A grounded theory investigation has identified the importance of the nurse/patient relationship as the central concept for psychiatric nursing. This substantive theory has knowing as the core category of the theory and socializing, normalizing, and celebrating as subcategories (Dearing, 2004).  A symptom self-regulation model has been evaluated recently to examine the characteristics and stability of indicators of illness identified by individuals with schizophrenia. Primary indicators of illness from 51 subjects categorized as anxiety-based, depressive, or psychotic indicators have been shown to enhance self-care through monitoring symptoms (Hamera et.al, 1992).Although the use of care pathways is recommended to enhance mental health care, little has been investigated about the development or implementation of care pathways for mental health conditions.
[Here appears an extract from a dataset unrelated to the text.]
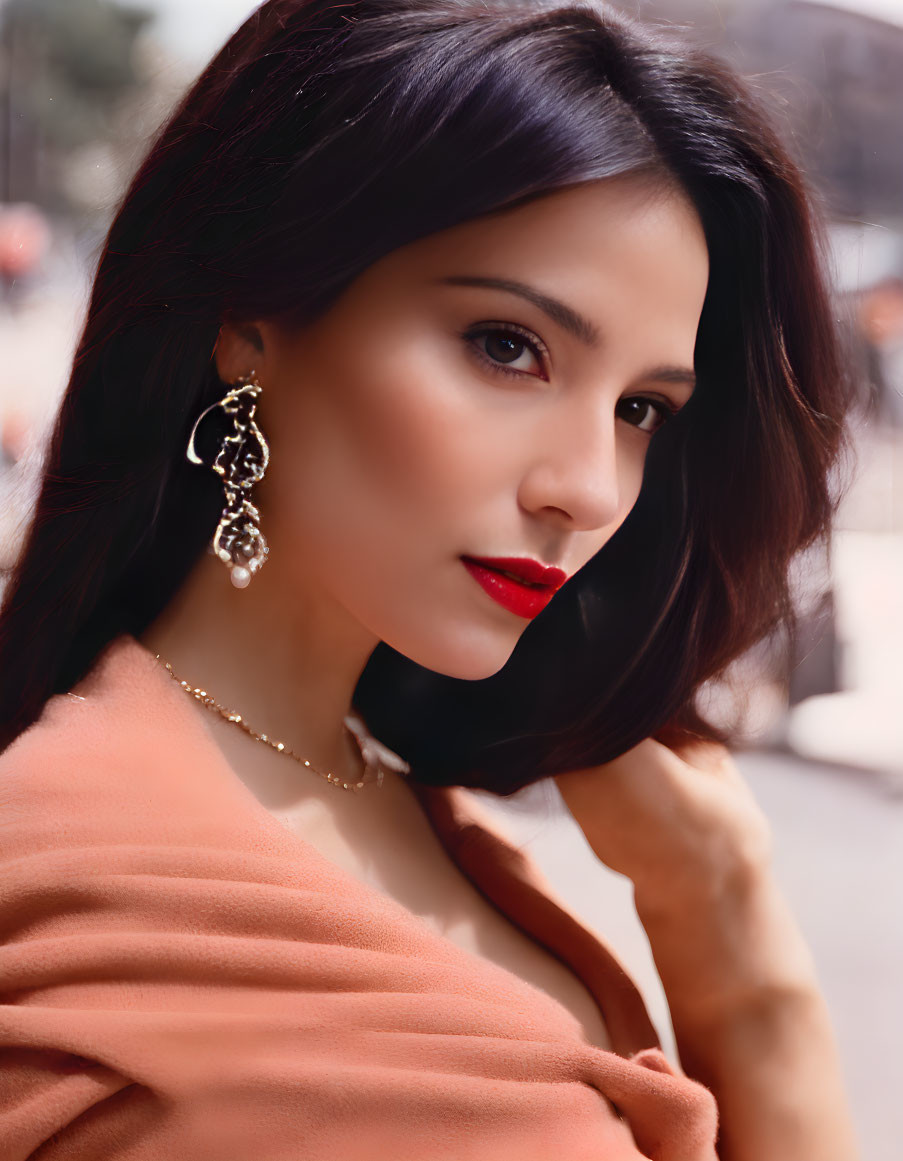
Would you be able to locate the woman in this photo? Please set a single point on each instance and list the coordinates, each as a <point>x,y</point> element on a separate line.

A recent action research guided process of implementation has shown many problems in implementing the care pathway including poor levels of morale and engagement (Jones, 2000).A recent study has addressed three main factors for the development of care pathways for people suffering from schizophrenia, namely, predictability of the illness, nature of standardized care and role autonomy. A care pathway has also been shown to establish standardized care and a greater control over the delivery of care (Jones and Adrian, 2001). A study to investigate the use of reality orientation in mental health care has shown that nurses use reality orientation frequently in their nursing work, with reality orientation being most often used in the mornings and evenings (Patton, 2006).Reality orientation therapy has been shown to improve the cognitive capabilities of the Schizophrenics.  Individuals with schizophrenia commonly do not know how to use time productively when not in therapeutic sessions, and are restless and bored spending  a great deal of time in bed, focusing their waking activities on eating, and smoking. They are not adequately prepared in activities of daily living, social skills, and community awareness. Programs that train these residents on the primary Activities of Daily Living (ADLs) have been shown to enhance their social skills, motivation, and desire to change, simultaneously decreasing their lethargic and apathetic state (www.schizophrenia-help.com).

Conclusion
Drug and psychosocial interventions for the symptoms of schizophrenic disorders contribute to a lower incidence and prevalence of schizophrenia. Nurses will be able to offer better care through the use of nursing models and theories in the care of Schizophrenics. Protocol for assessing standards of care for people with a diagnosis of schizophrenia have major implications for nursing practice (Gournay, 1996). The theory-practice gap in psychiatric nurse care of Schizophrenics needs to be addressed as a matter of urgency.